Worry

A darkly comical literary debut, Worry by Alexander Tanner follows a millennial pushed to the brink by a world of absurdity and her own vacant response to it, in a timely mashup of Ottessa Moshfegh's desensitized characters and Sally Rooney's attention to complex social (de)attachment.

It's 2019, and the world is on the verge of Covid-19, but no one knows it yet. Twenty-eight-year-old Jules is living alone at the end of a once-serious relationship, doom-scrolling mommy-blogger content, and focusing on her anxiety to avoid writing.

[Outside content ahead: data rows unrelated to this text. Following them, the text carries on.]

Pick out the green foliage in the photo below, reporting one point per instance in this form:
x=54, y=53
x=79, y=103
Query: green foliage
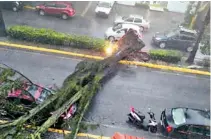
x=48, y=36
x=143, y=5
x=171, y=56
x=205, y=49
x=189, y=14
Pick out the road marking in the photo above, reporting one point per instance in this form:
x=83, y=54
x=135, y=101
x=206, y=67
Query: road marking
x=137, y=63
x=86, y=9
x=29, y=7
x=60, y=131
x=37, y=53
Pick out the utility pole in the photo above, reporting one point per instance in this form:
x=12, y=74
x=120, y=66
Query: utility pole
x=201, y=32
x=3, y=32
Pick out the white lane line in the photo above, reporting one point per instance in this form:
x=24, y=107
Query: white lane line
x=37, y=53
x=86, y=9
x=61, y=57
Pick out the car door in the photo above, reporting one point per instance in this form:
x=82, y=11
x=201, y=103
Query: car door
x=50, y=8
x=173, y=41
x=181, y=132
x=60, y=8
x=120, y=33
x=129, y=20
x=184, y=42
x=138, y=21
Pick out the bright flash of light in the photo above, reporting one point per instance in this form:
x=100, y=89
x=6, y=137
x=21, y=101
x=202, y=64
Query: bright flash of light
x=109, y=50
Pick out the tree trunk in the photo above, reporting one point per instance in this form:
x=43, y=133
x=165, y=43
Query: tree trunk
x=3, y=32
x=83, y=84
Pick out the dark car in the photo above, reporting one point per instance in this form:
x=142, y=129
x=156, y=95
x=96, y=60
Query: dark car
x=63, y=9
x=185, y=123
x=12, y=5
x=179, y=38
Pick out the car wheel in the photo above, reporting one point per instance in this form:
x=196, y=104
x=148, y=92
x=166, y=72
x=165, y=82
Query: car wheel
x=111, y=39
x=142, y=29
x=189, y=49
x=162, y=45
x=15, y=9
x=64, y=16
x=41, y=12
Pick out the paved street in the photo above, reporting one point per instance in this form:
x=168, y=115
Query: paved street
x=86, y=23
x=133, y=86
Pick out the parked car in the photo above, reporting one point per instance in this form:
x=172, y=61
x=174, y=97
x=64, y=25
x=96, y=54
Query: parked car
x=104, y=8
x=117, y=31
x=185, y=123
x=63, y=9
x=12, y=5
x=134, y=19
x=31, y=94
x=179, y=38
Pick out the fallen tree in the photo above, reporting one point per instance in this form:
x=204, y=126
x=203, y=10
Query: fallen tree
x=80, y=87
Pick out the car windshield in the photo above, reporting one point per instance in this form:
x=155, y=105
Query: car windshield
x=104, y=4
x=171, y=33
x=125, y=17
x=178, y=116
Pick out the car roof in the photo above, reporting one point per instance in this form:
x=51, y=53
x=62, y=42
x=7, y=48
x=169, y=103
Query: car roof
x=130, y=26
x=196, y=116
x=187, y=30
x=106, y=1
x=136, y=16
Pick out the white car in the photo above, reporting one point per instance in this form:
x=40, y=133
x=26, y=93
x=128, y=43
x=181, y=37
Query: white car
x=104, y=7
x=117, y=31
x=133, y=19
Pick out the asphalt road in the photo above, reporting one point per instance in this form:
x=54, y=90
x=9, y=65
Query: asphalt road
x=134, y=86
x=86, y=23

When her younger sister, Poppy, comes to stay indefinitely, Jules has a new annoyance to fixate on. Jules is the only one who knows that Poppy attempted suicide last year, and with Poppy's lifelong hives flaring up again, Jules is primed to see her sister as a walking problem. Soon, the whole world seems to be spiraling into chaos, with Jules's judgmental mother latching onto online conspiracy theories and Poppy becoming obsessed with her new, three-legged, adopted dog, Amy Klobuchar. Amidst it all, Jules likes to imagine she's the only sane one, and yet sanity begins to feel increasingly like detaching herself from everyone she loves (hates), including Poppy.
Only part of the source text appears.